O problema foi discutido, na manhã desta quarta-feira (19), em audiência promovida pela Promotoria de Justiça de Defesa do Meio Ambiente e do Patrimônio Social de Santa Rita, com secretários municipais, representantes do Instituto do Patrimônio Histórico e Artístico da Paraíba (Iphaep) e por representantes do Corpo de Bombeiros. “O objetivo da audiência foi equacionar o problema de gravidade latente que é o comprometimento da estrutura de um bem público em processo de tombamento”, disse o promotor de Justiça Romualdo Tadeu.

De acordo com a prefeitura, a chaminé da antiga ‘Fábrica Tibiri’ possui aproximadamente 60 metros de altura e foi construída há mais de 120 anos. A falta de manutenção, a ação do tempo e outros implicadores fizeram com que a estrutura apresentasse problemas nos últimos 25 metros (topo), principalmente no alinhamento onde estão fixados os vergalhões que serviram de escada para acesso ao topo da torre, em que houve desprendimento de blocos de tijolos maciços, causando risco iminente à vida dos moradores das redondezas.

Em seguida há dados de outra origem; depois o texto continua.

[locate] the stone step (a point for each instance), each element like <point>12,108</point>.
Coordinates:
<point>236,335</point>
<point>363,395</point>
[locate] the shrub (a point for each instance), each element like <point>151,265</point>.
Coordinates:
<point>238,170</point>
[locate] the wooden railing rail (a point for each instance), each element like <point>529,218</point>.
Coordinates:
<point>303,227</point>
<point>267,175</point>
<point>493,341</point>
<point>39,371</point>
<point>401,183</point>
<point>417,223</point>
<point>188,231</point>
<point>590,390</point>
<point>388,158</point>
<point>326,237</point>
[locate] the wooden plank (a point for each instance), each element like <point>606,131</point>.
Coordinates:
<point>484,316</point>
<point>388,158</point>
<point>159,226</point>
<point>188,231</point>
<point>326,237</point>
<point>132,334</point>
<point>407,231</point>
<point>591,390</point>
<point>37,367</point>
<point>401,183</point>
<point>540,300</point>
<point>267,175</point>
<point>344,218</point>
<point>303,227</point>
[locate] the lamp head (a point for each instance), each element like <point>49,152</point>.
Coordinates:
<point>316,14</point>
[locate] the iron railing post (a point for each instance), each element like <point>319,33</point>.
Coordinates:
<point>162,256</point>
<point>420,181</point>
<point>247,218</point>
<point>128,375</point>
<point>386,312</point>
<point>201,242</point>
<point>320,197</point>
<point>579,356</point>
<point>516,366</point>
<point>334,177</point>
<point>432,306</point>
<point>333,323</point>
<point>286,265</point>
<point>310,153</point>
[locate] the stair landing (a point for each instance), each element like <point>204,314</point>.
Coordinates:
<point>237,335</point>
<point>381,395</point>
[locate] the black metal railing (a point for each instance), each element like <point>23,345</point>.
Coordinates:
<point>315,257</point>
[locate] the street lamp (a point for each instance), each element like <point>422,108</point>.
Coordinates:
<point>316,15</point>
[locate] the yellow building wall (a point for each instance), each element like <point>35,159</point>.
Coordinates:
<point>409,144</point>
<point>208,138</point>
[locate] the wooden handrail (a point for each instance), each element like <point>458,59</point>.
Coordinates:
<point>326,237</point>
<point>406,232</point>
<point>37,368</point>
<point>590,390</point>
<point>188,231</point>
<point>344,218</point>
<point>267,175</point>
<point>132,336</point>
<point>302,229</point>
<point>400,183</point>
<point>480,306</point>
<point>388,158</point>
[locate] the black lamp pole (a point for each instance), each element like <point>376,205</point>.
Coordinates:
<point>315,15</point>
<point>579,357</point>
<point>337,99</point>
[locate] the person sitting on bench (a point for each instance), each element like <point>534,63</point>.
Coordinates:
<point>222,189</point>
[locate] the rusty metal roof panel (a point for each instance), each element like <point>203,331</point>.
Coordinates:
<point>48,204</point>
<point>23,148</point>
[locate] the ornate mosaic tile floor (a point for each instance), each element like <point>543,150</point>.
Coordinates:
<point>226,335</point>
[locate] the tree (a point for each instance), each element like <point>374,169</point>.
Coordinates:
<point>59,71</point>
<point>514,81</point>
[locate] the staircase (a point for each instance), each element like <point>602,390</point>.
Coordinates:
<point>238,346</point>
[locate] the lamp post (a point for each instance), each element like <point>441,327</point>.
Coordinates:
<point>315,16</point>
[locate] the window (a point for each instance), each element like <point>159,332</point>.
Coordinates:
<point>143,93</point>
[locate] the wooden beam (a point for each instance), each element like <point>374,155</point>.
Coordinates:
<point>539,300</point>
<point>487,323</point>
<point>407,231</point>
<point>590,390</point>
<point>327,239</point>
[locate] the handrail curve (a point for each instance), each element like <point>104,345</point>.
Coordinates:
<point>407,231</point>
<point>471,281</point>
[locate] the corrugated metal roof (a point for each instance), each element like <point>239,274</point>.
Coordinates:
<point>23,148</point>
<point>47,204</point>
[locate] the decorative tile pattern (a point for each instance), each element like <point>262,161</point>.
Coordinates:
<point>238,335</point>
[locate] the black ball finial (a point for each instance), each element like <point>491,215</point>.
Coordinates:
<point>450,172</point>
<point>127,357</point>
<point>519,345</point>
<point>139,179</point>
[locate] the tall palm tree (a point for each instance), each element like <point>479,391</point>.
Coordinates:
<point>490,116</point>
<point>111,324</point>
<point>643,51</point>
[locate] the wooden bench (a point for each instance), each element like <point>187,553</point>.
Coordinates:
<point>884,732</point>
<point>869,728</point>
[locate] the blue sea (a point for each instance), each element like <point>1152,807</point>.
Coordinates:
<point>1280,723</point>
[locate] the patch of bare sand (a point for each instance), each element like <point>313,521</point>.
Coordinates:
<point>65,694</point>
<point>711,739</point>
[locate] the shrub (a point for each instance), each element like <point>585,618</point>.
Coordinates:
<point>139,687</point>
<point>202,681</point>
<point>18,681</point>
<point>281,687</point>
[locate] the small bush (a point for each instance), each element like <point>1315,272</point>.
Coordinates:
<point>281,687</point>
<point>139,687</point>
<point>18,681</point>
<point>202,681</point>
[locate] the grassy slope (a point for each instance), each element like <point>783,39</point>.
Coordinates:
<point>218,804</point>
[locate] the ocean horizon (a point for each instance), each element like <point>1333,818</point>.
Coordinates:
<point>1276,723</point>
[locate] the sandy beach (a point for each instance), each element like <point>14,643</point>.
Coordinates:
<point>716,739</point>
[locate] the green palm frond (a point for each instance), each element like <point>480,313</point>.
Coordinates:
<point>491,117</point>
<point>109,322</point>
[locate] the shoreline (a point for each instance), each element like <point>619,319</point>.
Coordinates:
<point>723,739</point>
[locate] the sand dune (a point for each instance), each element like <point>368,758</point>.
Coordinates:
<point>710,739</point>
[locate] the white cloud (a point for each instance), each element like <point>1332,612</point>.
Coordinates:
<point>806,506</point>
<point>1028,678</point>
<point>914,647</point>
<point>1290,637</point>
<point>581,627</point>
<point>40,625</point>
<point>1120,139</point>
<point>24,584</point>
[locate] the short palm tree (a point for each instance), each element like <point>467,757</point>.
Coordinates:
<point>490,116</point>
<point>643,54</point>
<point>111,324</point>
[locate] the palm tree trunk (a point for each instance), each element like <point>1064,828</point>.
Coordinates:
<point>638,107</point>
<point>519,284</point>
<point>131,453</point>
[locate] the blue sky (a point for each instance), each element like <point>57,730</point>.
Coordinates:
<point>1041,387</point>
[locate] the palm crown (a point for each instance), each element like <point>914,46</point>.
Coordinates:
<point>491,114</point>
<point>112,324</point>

O laudo do Corpo de Bombeiros, no entanto, diz que a base da chaminé não apresenta sinais de comprometimento estrutural, mas aponta a necessidade de isolamento do local com a obstrução da via pública e outras ações emergenciais.

O Município informou que foram identificados dez moradores na área de risco e que eles já foram realocados, com o apoio da Secretaria de Assistência Social, para casas de parentes. Também disse que foi feito o isolamento da área com o apoio do Corpo de Bombeiros e apresentou ofício, informando a necessidade imediata e urgente de demolição da parte da chaminé, em razão do risco de ruína.

De acordo com o promotor de Justiça Romualdo Tadeu, todos concordaram que, primeiramente, devem ser adotadas medidas para estabilizar a situação de colapso da estrutura da parte alta da chaminé. “A empresa que será contratada emergencialmente, por dispensa de licitação, pelo Município deverá retirar a parte comprometida para posterior restauração. Não será feita demolição. Numa segunda etapa ou paralelamente a isso, o Município deverá fazer um novo relatório de vistoria, no prazo de 10 dias, que deverá ser encaminhado ao Iphaep para que ele verifique a viabilidade de restauração da parte retirada”, disse.

O Corpo de Bombeiros também se comprometeu a disponibilizar uma plataforma (autoescada hidráulica) para que os profissionais tenham acesso ao topo da chaminé.